What I want to do :
- compare missing ID from MySQL and BigQuery
- get all data from MySQL where id in missing ID
table = 'orders'
def get_missing_ids():
aws_id = get_aws_id(table)
bq_id = get_bq_id(table)
missing_id = [np.setdiff1d(aws_id,bq_id)]

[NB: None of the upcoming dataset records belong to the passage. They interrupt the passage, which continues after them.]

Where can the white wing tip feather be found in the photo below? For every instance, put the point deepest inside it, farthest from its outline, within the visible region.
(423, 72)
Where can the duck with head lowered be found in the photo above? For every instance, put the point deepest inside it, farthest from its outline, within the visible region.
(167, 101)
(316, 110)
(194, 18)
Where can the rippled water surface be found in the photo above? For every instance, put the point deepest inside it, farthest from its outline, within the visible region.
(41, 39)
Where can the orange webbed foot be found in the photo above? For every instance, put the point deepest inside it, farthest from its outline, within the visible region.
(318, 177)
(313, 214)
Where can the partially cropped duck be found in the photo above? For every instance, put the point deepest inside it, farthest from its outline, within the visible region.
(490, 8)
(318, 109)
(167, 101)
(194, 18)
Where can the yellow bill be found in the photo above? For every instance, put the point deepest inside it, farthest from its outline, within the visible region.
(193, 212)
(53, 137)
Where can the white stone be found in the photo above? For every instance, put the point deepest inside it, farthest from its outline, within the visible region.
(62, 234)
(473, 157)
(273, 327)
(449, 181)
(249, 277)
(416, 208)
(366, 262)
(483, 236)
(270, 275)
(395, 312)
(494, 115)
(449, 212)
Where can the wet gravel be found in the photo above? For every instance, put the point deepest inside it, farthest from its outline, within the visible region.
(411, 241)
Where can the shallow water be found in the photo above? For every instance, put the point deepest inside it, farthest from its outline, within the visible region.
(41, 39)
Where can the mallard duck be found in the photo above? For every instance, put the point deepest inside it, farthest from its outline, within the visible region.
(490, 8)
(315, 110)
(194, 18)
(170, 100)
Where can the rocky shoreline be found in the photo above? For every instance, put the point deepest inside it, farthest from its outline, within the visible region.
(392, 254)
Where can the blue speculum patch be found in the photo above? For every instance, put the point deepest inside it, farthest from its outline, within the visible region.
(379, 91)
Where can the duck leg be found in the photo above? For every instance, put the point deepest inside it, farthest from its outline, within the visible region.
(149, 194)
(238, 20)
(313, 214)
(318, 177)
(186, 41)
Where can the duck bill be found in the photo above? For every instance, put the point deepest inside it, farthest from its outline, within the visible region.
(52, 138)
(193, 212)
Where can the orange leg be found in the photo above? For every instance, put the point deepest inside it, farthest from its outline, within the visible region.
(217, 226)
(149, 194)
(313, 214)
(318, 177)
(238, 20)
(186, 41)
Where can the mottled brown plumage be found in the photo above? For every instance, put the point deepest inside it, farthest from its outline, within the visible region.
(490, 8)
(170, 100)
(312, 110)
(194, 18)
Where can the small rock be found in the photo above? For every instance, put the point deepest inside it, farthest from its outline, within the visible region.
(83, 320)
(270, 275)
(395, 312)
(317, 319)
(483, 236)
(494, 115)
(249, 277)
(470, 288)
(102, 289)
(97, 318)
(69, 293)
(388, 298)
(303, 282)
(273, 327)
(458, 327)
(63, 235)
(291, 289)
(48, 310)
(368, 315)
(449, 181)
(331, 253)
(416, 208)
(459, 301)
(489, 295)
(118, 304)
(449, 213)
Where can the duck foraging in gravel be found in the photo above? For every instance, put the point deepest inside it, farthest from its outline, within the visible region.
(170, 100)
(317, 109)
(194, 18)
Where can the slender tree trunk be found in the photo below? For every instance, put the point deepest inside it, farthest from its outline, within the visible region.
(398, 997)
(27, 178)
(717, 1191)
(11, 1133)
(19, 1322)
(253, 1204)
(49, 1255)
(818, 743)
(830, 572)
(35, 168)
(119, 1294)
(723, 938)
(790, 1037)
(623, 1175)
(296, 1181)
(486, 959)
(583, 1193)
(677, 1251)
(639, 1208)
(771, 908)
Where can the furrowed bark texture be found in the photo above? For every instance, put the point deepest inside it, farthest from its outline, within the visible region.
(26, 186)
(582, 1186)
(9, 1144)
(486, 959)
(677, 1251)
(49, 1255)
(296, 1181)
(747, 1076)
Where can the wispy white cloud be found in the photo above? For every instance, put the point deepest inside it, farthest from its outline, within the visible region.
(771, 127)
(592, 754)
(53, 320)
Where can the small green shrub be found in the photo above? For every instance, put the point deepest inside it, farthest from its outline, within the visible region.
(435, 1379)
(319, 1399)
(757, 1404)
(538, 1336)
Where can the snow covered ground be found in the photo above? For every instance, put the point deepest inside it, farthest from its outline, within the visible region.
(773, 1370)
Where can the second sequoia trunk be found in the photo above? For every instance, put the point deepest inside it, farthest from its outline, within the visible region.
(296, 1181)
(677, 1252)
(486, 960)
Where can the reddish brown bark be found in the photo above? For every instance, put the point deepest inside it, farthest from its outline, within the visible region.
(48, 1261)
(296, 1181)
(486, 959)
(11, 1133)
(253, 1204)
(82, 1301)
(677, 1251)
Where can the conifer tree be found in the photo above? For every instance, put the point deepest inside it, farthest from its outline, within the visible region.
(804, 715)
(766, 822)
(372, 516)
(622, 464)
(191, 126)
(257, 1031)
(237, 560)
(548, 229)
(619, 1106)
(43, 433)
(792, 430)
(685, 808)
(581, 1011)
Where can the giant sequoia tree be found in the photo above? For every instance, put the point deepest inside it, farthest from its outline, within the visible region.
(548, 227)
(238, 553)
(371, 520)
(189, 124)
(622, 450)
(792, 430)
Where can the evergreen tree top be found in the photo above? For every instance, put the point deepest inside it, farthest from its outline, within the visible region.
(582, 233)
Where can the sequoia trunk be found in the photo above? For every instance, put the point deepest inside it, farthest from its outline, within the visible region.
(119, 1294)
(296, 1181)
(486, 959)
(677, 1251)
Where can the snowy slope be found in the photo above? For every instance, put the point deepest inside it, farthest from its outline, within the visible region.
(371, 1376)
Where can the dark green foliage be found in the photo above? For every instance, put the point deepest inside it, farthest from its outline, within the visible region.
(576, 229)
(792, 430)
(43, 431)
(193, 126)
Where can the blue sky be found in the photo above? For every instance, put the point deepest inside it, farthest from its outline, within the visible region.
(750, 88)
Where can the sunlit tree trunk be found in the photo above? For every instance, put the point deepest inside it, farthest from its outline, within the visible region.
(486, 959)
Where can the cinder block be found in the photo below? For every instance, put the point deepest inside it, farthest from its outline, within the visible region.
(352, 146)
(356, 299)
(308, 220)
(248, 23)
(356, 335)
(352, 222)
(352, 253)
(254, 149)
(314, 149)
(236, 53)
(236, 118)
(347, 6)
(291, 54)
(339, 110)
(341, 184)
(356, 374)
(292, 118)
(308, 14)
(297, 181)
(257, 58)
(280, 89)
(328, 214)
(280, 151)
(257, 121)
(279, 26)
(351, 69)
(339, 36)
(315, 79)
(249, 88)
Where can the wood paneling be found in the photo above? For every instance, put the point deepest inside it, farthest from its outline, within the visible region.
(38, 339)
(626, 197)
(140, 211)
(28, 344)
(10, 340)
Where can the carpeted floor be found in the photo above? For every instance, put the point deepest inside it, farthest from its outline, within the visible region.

missing_ids = ', '.join(map(str,missing_id))
return missing_ids
missing_ids = get_missing_ids()
get_missing_data = MysqlToGCS(
task_id = 'get_orders_from_aws',
sql = """select *
from orders
where id in ({{params.missing_ids}})""",
params = {'missing_ids':missing_ids},
bucket = 'airflow_bucket',
filename = 'data/orders/db-orders{{ds}}{}',
mysql_conn_id = 'aws_readreplica',
approx_max_file_size_bytes = 100000000,
google_cloud_storage_conn_id = 'google_cloud_storage_default',
dag=dag)
def print_done():
print("done boiiiii")
time.sleep(60)
task = PythonOperator(
task_id='done',
python_callable=print_done,
dag=dag)
task.set_upstream(get_missing_data)
I read about Xcom, but I don't understand how to implement it here.